Тихая, скромная жизнь, которой наслаждались мы с сестрами, была подарена Диане и Мэри Риверс в Мурхаузе, а также Джейн, когда она жила с ними; добрая служанка Риверсов Ханна была отражением Табби. Многие внутренние конфликты, испытанные героинями историй моей юности, нашли приют в «Джейн Эйр», а тревожное событие, случившееся в ту осень, вдохновило меня на создание похожего случая и позволило Джейн спасти мистера Рочестера от смертельной опасности.
В начале ноября стряслось происшествие. День приближался к середине; папы не было дома. Мы с сестрами только что вернулись в пасторат после прогулки по пустошам с собаками. Через несколько мгновений после того, как Анна поднялась наверх, мы услышали крик и грохот. Вне себя от страха, мы с Эмили побежали за сестрой и почуяли резкий запах гари. Достигнув верхнего этажа, я увидела, как из комнаты Бренуэлла вырвалось сизое облако дыма.
— Постель Бренуэлла горит! — отчаянно крикнула из двери Анна. — Он не просыпается!
Мы ринулись в тесную, темную комнату. Огромные языки пламени скакали по занавескам вокруг кровати брата, покрывала и простыни начали тлеть. Посреди огня и жара ничком лежал Бренуэлл в своем обычном дневном оцепенении. На полу валялись осколки кувшина — судя по всему, Анна пыталась потушить пожар водой, но не преуспела.
— Бренуэлл! Бренуэлл! Проснись! Проснись! — умоляла я, тряся брата, но тот лишь бормотал во сне и безучастно отворачивался.
— Принесите еще воды! — скомандовала Эмили.
Анна выбежала из комнаты. Эмили стащила Бренуэлла с кровати и бесцеремонно уволокла в угол (где он проснулся и прижался к стене, голося от ужаса и смятения), а я швырнула горящее белье в центр комнаты и стала колотить одеялом. Эмили схватила со стула пальто брата и набросила на занавеси. Анна и Марта вернулись с кухни с бидонами воды и присоединились к борьбе с адским огнем. Наконец мы его погасили. Мы стояли в тесной комнатке, кашляли и разгоняли руками дым, окруженные шипением гаснущего пламени. Я открыла окно. Бренуэлл продолжал вопить в углу как полоумный.
— Кретин! — набросилась на него Эмили. — Хватило же дурости уснуть с горящей свечой! Ты мог спалить весь дом!
Остаток дня и весь вечер мы убирались. Только через несколько месяцев нам удалось заменить поврежденные покрывала и занавески. С того дня Бренуэллу запретили жечь свет в одиночестве, и свечи мы теперь постоянно прятали от брата в разные места. Более того, папа, всегда панически боявшийся огня, настоял на том, чтобы Бренуэлл впредь спал в его комнате, на виду. Брату пришлось делить кровать с отцом до конца своих дней.

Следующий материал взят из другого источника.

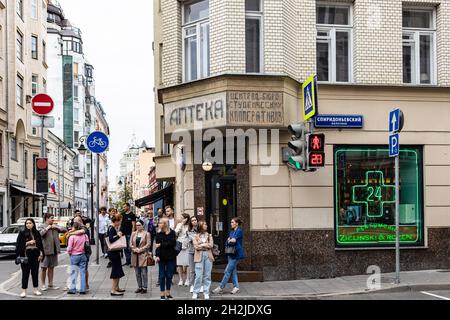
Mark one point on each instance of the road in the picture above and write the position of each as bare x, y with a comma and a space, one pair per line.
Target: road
407, 295
7, 268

Пока я работала над книгой, минул год. За это время наш несчастный сверток с рукописями посетил немало издателей, встречая отказ за отказом. От такого отсутствия интереса к нашим произведениям Эмили пала духом, но Анна не сдавалась; она тоже начала новый роман. Как и прежде, мы встречались каждый вечер и делились творческими успехами.
Однажды вечером в середине зимы 1847 года, когда я читала очередную главу своей наполовину законченной рукописи, Эмили заявила с непривычным энтузиазмом:
— Очень хорошо, Шарлотта. Эта вещь у тебя лучшая. Тайна невероятно любопытная. С нетерпением жду продолжения.
— Мне тоже нравится, — тихо сообщила Анна. — Джейн как живая, я всем сердцем сочувствую ей. И все же иногда меня тревожит твое изображение религии. Мне даже кажется, что ты намерена попрать моральные принципы.
— Морали здесь не место. Это всего лишь история.
— Но, сделав мистера Рочестера своим героем, — настаивала Анна, — ты словно превозносишь некоторые весьма низменные качества. Он очень деспотичный человек, со множеством любовниц в прошлом, и у него есть незаконное дитя.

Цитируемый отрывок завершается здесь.